La rivolta esplode. Ecco Anna Finocchiaro: «Annunciare le dimissioni e non darle dopo una sconfitta di queste dimissioni è da irresponsabili». Ecco Orlando ed Emiliano: «Renzi si è chiuso nel bunker ed è ambiguo, siamo davanti alle dimissioni non dimissioni. Subito il congresso!». Al coro si unisce il ministro Carlo Calenda: «Non commento il percorso congressuale e il timing delle dimissioni» non essendo del Pd, «ma trovo fuori dal mondo l'idea che ha responsabilità della sconfitta sia di Gentiloni e di Mattarella».
A sentire Renzi e i suoi, la decisione di rendere operative le dimissioni solo dopo il via libera al nuovo governo serve «ad evitare inciuci e impedire che vengano ratificati accordi già siglati sottobanco con i Cinquestelle.
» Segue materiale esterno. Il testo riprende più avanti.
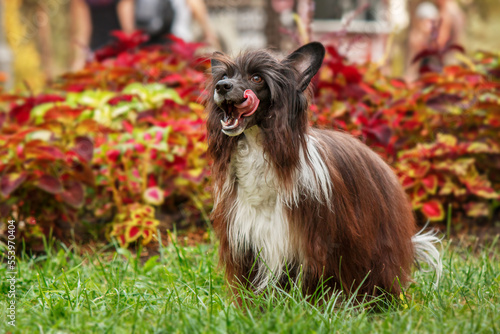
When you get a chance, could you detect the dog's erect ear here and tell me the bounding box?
[210,51,224,74]
[282,42,325,91]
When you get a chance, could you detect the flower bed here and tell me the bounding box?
[0,34,500,246]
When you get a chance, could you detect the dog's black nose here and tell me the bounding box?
[215,80,233,94]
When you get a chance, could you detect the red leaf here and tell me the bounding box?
[61,181,84,208]
[421,200,444,221]
[9,100,34,124]
[0,172,28,197]
[422,174,438,194]
[35,174,63,194]
[108,94,135,106]
[73,136,94,162]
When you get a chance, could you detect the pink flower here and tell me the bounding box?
[142,187,165,205]
[106,149,120,162]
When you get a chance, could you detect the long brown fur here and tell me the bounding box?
[206,43,422,296]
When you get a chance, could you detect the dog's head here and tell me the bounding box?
[209,42,325,136]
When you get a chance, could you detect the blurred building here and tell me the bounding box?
[205,0,268,52]
[206,0,408,62]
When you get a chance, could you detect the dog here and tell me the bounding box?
[206,42,441,297]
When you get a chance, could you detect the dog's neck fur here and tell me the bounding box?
[220,126,332,290]
[229,126,291,289]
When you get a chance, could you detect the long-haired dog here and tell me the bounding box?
[207,42,441,296]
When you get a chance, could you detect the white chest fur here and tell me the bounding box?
[229,127,291,289]
[223,126,333,290]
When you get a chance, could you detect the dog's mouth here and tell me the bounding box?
[220,89,260,135]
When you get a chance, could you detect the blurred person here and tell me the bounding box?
[406,1,439,82]
[170,0,221,50]
[436,0,465,48]
[70,0,135,70]
[135,0,219,48]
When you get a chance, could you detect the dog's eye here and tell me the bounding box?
[252,75,262,83]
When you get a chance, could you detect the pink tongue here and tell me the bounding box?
[234,89,260,118]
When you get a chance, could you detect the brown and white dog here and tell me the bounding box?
[207,42,441,296]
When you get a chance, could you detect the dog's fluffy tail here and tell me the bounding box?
[411,227,443,286]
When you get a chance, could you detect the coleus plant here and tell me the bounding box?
[312,47,500,221]
[0,35,210,245]
[0,34,500,250]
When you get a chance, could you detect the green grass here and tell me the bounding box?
[0,238,500,334]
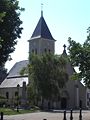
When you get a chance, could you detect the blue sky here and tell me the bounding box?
[6,0,90,70]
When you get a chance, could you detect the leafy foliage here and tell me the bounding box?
[68,33,90,88]
[0,0,22,67]
[28,54,68,103]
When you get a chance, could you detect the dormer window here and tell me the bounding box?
[32,49,34,53]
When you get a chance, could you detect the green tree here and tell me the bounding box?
[0,0,23,67]
[68,32,90,88]
[28,54,68,105]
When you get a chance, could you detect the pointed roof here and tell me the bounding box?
[31,11,55,40]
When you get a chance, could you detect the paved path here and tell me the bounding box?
[4,111,90,120]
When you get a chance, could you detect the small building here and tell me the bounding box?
[0,11,90,109]
[0,60,28,105]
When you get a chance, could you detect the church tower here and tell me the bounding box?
[29,10,55,55]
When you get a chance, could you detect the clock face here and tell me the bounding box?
[33,42,36,46]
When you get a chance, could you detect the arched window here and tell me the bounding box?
[48,49,51,53]
[6,92,9,99]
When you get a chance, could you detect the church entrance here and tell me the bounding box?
[61,97,67,109]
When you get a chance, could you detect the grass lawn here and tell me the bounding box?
[0,108,37,115]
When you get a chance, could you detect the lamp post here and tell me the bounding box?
[17,84,20,112]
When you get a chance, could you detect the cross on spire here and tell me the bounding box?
[41,3,43,17]
[63,44,66,51]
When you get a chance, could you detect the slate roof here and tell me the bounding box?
[31,15,55,40]
[7,60,28,78]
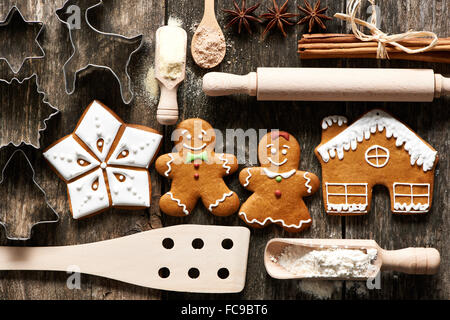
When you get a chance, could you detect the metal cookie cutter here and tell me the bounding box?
[0,149,59,241]
[55,0,143,104]
[0,74,59,149]
[0,6,45,74]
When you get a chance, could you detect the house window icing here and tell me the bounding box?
[393,182,430,213]
[325,182,368,213]
[365,145,389,168]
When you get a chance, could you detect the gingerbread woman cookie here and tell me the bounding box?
[239,131,320,232]
[156,119,240,216]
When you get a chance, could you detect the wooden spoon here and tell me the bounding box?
[155,26,187,125]
[264,239,441,280]
[191,0,226,69]
[0,225,250,293]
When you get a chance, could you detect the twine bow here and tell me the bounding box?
[334,0,438,59]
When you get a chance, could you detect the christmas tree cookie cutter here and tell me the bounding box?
[0,149,60,241]
[55,0,144,104]
[0,74,59,150]
[0,5,45,74]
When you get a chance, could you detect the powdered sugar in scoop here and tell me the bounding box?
[192,26,226,69]
[276,245,377,278]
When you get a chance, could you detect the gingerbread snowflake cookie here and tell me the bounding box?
[44,101,162,219]
[155,119,240,216]
[239,131,319,232]
[315,109,438,215]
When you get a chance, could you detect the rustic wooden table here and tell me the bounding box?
[0,0,450,299]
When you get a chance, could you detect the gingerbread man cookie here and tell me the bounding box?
[156,119,240,216]
[239,131,319,232]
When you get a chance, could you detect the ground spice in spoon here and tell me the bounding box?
[192,26,226,69]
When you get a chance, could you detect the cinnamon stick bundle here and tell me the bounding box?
[298,33,450,63]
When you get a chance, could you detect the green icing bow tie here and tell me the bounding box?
[186,151,208,163]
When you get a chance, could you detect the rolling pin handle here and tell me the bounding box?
[434,74,450,98]
[203,72,257,97]
[381,248,441,274]
[156,85,178,125]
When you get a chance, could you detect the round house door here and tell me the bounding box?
[366,145,389,168]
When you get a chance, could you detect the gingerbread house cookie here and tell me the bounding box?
[155,118,240,216]
[315,109,438,215]
[239,131,320,232]
[44,101,162,219]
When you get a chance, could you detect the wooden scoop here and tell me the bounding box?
[264,239,441,280]
[0,225,250,293]
[155,26,187,125]
[191,0,226,69]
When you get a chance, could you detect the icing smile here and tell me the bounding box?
[183,143,206,151]
[267,157,287,167]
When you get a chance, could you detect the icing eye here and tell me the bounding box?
[114,173,126,182]
[77,159,91,167]
[97,139,105,152]
[91,179,99,191]
[117,150,130,159]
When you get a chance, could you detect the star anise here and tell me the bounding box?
[223,0,261,34]
[297,0,332,33]
[260,0,298,37]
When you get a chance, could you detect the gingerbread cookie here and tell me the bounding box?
[315,110,438,215]
[155,119,239,216]
[44,101,162,219]
[239,131,319,232]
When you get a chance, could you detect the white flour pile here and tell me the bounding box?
[274,246,377,278]
[192,26,226,68]
[159,25,186,80]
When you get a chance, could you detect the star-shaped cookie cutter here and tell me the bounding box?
[0,5,45,74]
[0,73,60,149]
[0,149,59,241]
[55,0,144,104]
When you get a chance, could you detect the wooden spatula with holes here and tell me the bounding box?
[0,225,250,293]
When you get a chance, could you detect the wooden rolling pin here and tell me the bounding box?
[203,68,450,102]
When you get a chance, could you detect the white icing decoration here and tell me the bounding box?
[208,191,233,212]
[392,182,430,213]
[75,101,122,161]
[263,168,297,179]
[218,153,231,174]
[322,116,347,130]
[303,172,312,193]
[239,212,312,229]
[164,153,175,177]
[44,135,100,181]
[325,182,368,213]
[108,127,162,168]
[364,145,389,168]
[244,168,252,187]
[167,192,189,215]
[317,110,437,172]
[44,102,162,219]
[106,167,150,207]
[67,169,109,219]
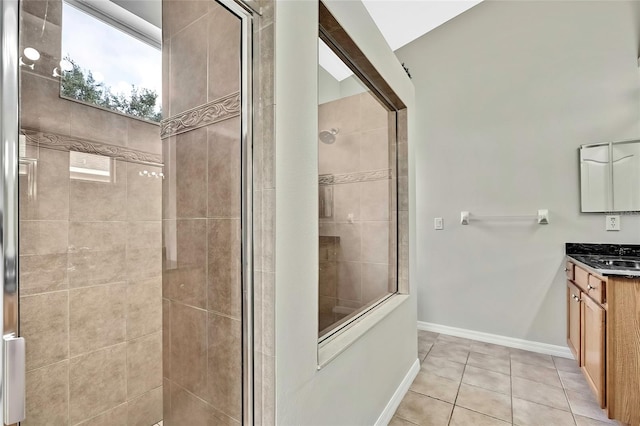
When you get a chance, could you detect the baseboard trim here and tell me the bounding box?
[375,358,420,426]
[418,321,573,359]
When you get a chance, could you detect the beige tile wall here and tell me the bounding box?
[318,92,395,330]
[253,0,276,426]
[20,0,162,425]
[162,0,242,426]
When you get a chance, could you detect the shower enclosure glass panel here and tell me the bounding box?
[16,0,251,426]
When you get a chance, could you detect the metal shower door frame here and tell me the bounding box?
[0,0,25,425]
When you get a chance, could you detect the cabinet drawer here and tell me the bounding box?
[586,275,605,303]
[573,265,589,293]
[564,262,575,280]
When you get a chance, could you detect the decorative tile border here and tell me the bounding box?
[22,129,164,167]
[160,92,240,139]
[318,169,393,185]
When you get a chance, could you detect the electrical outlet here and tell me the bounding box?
[605,214,620,231]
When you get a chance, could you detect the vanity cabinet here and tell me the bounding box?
[566,262,640,426]
[580,296,605,408]
[567,282,582,366]
[566,262,606,408]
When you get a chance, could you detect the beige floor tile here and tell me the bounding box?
[567,389,609,422]
[467,348,511,374]
[573,414,623,426]
[511,361,562,388]
[389,416,415,426]
[410,371,460,403]
[471,342,511,360]
[511,349,556,368]
[513,398,575,426]
[558,371,592,395]
[552,356,580,373]
[396,391,453,426]
[449,406,511,426]
[420,355,464,382]
[456,383,511,422]
[429,341,469,364]
[418,330,440,343]
[511,377,569,411]
[462,365,511,395]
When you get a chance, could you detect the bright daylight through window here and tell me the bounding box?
[60,2,162,122]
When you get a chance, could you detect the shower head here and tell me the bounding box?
[318,128,340,144]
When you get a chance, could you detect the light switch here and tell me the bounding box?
[605,214,620,231]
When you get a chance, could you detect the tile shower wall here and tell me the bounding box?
[253,0,276,426]
[20,0,163,426]
[318,92,395,330]
[161,1,242,426]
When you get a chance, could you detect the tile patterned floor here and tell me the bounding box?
[389,331,621,426]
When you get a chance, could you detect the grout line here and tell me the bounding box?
[509,353,514,424]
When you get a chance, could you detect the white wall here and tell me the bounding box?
[396,1,640,345]
[275,0,417,426]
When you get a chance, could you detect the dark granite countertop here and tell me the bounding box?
[565,243,640,277]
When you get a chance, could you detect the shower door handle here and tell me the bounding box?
[2,334,26,425]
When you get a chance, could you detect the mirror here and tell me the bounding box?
[317,27,398,340]
[580,140,640,213]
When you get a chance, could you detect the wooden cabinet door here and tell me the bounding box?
[567,282,582,366]
[582,296,605,408]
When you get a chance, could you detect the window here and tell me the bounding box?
[59,1,162,122]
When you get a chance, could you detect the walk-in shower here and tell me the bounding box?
[0,0,255,426]
[318,128,340,145]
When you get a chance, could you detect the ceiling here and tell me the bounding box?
[362,0,482,50]
[318,0,482,81]
[101,0,482,81]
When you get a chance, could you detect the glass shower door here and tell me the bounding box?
[2,0,251,426]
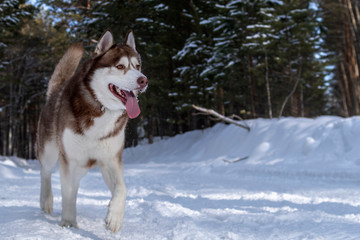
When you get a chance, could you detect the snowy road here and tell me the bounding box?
[0,117,360,240]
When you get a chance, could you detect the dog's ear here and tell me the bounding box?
[95,31,114,55]
[125,30,136,52]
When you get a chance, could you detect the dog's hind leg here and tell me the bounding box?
[38,141,59,214]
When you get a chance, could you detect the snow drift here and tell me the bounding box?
[0,116,360,239]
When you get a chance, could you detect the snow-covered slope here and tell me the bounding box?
[0,117,360,240]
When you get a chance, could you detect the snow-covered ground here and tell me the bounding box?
[0,117,360,240]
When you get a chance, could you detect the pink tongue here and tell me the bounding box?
[123,90,140,118]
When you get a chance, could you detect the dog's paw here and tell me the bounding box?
[40,194,53,214]
[60,220,77,228]
[105,212,123,233]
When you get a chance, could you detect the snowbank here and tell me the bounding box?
[0,116,360,240]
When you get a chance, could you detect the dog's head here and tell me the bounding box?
[90,31,148,118]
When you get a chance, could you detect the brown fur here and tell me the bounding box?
[36,31,147,232]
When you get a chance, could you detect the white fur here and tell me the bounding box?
[60,110,126,232]
[90,57,145,110]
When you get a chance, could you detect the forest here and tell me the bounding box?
[0,0,360,159]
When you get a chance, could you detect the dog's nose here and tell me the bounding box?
[138,77,149,88]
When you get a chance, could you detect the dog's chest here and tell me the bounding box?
[62,111,125,162]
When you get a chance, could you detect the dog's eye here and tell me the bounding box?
[116,64,125,70]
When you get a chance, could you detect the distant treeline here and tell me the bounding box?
[0,0,360,158]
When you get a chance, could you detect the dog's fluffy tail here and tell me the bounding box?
[46,43,84,99]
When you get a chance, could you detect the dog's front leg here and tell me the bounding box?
[100,160,126,232]
[60,159,87,227]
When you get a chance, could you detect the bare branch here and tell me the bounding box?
[192,104,250,131]
[223,156,249,163]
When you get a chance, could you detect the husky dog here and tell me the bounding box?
[36,31,148,232]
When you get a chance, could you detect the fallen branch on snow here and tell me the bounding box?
[192,104,250,131]
[223,156,249,163]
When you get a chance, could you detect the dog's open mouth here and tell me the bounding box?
[109,83,140,118]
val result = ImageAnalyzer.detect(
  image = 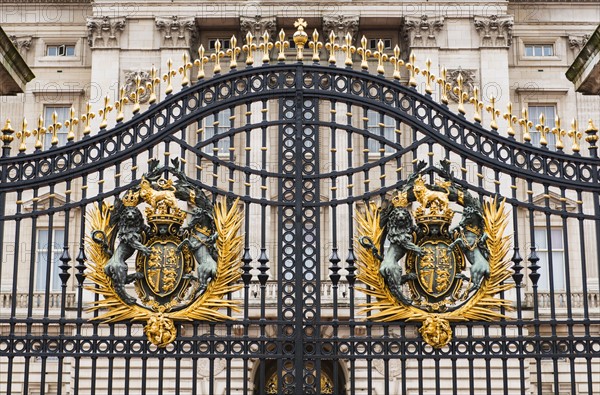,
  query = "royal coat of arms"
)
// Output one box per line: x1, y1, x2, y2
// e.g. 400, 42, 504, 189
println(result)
357, 162, 512, 348
86, 159, 242, 347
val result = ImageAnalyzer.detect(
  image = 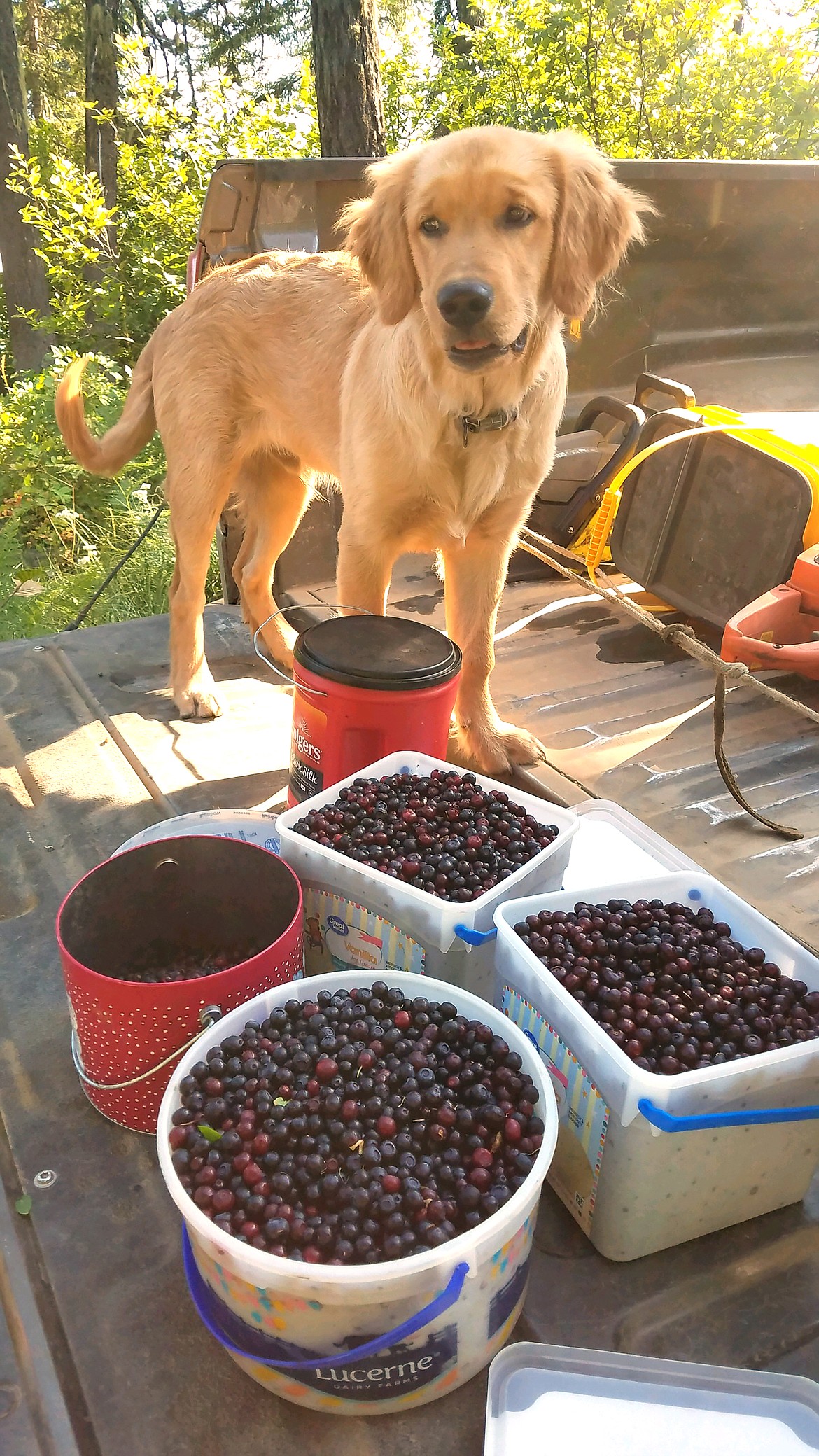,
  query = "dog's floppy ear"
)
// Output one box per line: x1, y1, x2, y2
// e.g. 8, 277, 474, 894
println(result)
544, 131, 656, 319
340, 151, 421, 323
La prova? Un attimo dopo la conferenza stampa del segretario, il grillino Di Battista si è gettato a capofitto nella mischia accusando Matteo di frantumare il Pd». E afferma Gennaro Migliore: «Bisogna avere il coraggio di fare contestazioni sul merito e non sul metodo. Il contenuto principale della posizione di Renzi è quello di rispettare il risultato delle elezioni e di andare all'opposizione. Se questo è il punto che si vuole mettere in discussione lo si dica con chiarezza. Un'eventuale nuova collocazione del Pd (stampella del M5S o responsabile per far nascere il governo di Salvini) la può decidere solo un congresso».
IL NODO DEL M5S
Insomma, è guerra. Ed è guerra sul rapporto con i Cinquestelle. Sul «senso di responsabilità» che negli ultimi anni ha spinto il Pd a sostenere prima il governo di Mario Monti, poi quello di Enrico Letta e di Gentiloni. «Ma ora la nostra responsabilità sarà quella di stare all'opposizione», scandisce Renzi, quasi a voler stoppare un eventuale pressing di Mattarella a sostenere un esecutivo a guida grillina o leghista.
In più, sullo sfondo e neppure tanto, c'è il nodo della segreteria. Renzi si tiene stretti i galloni di leader per sostenere al congresso (si farà se non si andrà sparati a nuove elezioni) un suo fedelissimo. Ma ci sono Minniti e Delrio che scaldano i muscoli. E c'è Nicola Zingaretti che, forte della vittoria nel Lazio, sarebbe pronto a scendere in campo. Con un atout: è l'unico ad aver vinto nella Waterloo dem e a poter ripartire dalle macerie. Con un problema: difficile sommare l'incarico di governatore a quello di segretario.